Creuser un trou pour en combler un autre. C’est un peu la politique que Bercy met en œuvre cet été afin de calmer Bruxelles sur le déficit public. Et avant des coupes budgétaires plus massives encore l’année prochaine, afin de financer les promesses de campagnes de Macron… mais aussi celles de son prédécesseur.

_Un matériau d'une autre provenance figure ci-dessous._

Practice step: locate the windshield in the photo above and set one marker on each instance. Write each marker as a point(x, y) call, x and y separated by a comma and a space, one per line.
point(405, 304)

Pour l’heure, la priorité est donc de respecter, partiellement, la promesse faite à Bruxelles de réduire le déficit public de la France pour 2017. Non pas à 2,8 % du PIB, comme prévu, mais a minima en dessous de la barre fatidique des 3 %. Car si rien n’est fait, le déficit devrait frôler les 3,2 %. Or, pour y arriver, il faut trouver 4,5 milliards d’euros. Une somme qui correspond en grande partie, selon la Cour des comptes, à des dépenses déjà engagées mais non financées. Le gouvernement va ainsi s’employer à faire des économies dans certains secteurs… pour payer l’addition dans d’autres. Et ce, à hauteur de 3,3 milliards d’euros de crédits. Même si, pour la plupart, ces sommes avaient déjà été mises en réserve.
Manne
Par le biais de deux décrets, datés du 20 juillet, le gouvernement a ainsi annulé 850 millions d'euros de crédits d'équipement au ministère de la Défense (qui ont entraîné la démission du chef d'état-major), 500 millions à l'Intérieur, 300 millions aux collectivités, ou encore 140 millions consacrés au développement des pays pauvres. Ces 3,3 milliards d'euros seront donc utilisés pour régler des dépenses engagées mais non financées. Et qui, si elles ne l'étaient pas, l'auraient été par l'emprunt, donc par le déficit. Premier bénéficiaire de cette manne : l'opération de recapitalisation d'Areva, pour 1,5 milliard d'euro, mais aussi les opérations extérieures de la France (650 millions) ou encore l'accueil des réfugiés (200 millions). A ces 3,3 milliards d'euros de transferts s'ajoutera 1,2 milliard d'euros d'économies sur les dépenses dites de «guichet», comme les aides au logement. Soit, en tout, les fameux 4,5 milliards d'euros manquants pour faire passer le déficit de 3,2 % à 3 % du PIB cette année.
Engagements
Un tour de passe-passe qui ne devrait pas suffire pour l’an prochain. Le gouvernement devra dégager quelque 20 milliards d’économies s’il veut réduire à 2,7 % le déficit public (son nouvel objectif), mais aussi financer les 11 milliards d’euros de baisses nettes d’impôts. Une réduction de la fiscalité qui comprend, pour 7 milliards d’euros, des engagements pris sous l’ère Hollande (dont le passage du CICE de 6 % de la masse salariale à 7 %, pour 4 milliards d’euros), et pour 7 autres milliards les promesses de campagne de Macron. Dont la première tranche de baisse de la taxe d’habitation (3 milliards), ou encore la limitation de l’ISF aux biens immobiliers (3 milliards). Soit 14 milliards de baisse d’impôts, réduite de 3 milliards par diverses hausses, dont la fiscalité écologique. Où faire ces économies ? Le gouvernement reste vague, parlant de l’Etat pour la moitié du montant (10 milliards), le reste devant échouer à la Sécu et aux collectivités locales. Les tensions ne font que commencer.